Personnel is the Cinderella of company departments. Production managers manage production,
sales heads head up their sales teams, but personnel directors do not, strictly speaking, direct
personnel. They act more as facilitators for other departments: they deal with recruitment in
conjunction with department managers, they administer payment systems in tandem with
accounts, they are perhaps present at performance appraisal reviews when employees discuss
with their managers how they are doing, they may be responsible for providing training, in
industrial relations they are involved in complaints and disputes procedures, and they often have
to break the news when people are dismissed.
Companies like to say that people are their most valuable asset, and personnel management has
in many organisations been renamed human resources management (HRM) to reflect this.
HRM specialists may be involved in:
 introducing more "scientific" selection procedures: for example, the use of tests to see what
people are really like and what they are good at, rather then just depending on how they come
across in interviews.
 implementing policies of empowerment, where employees and managers are given authority
to make decisions previously made at higher levels.
 actions to eliminate racial and sexual discrimination in hiring and promotion and to fight
harassment in the workplace: bullying and sexual harassment.
 incentive schemes to increase motivation through remuneration systems designed to reward
performance.
But their services may also be required when organisations downsize and delayer, eliminating
levels of management to produce a lean or flat organisation, trying to maintain the morale of
those that stay and arranging severance packages for employees who are made redundant,
sometimes offering outplacement services, for example putting them in touch with potential
employers and advising them on training possibilities. (These packages are not to be confused
with the compensation packages of top managers: their basic salary and other benefits.)

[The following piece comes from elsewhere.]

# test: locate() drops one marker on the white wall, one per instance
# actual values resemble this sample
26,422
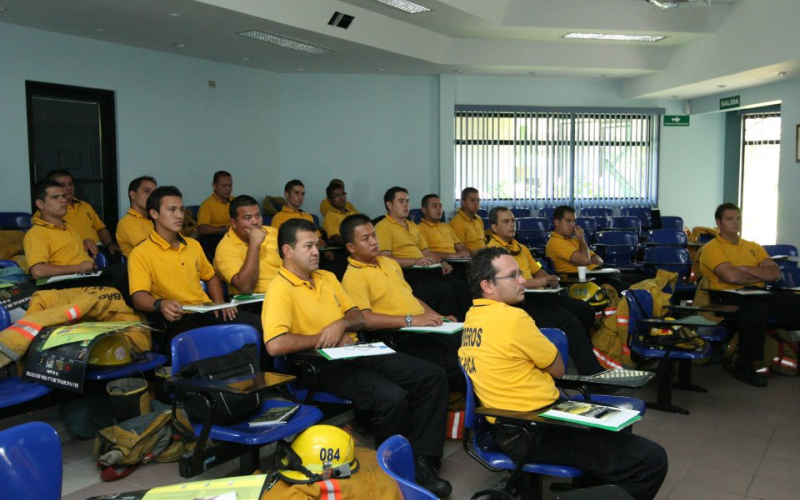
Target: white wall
169,123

Professional people who are made redundant may be able to make a living as freelancers, or in
modern parlance, portfolio workers, working for a number of clients. They hope to be on the
receiving end when companies outsource activities, perhaps ones that were previously done
inhouse.
This is all part of flexibility, the idea that people should be ready to change jobs more often, be
prepared to work part-time and so on. The message is that the era of lifetime employment is over
and that people should acquire and develop skills to maintain their employability.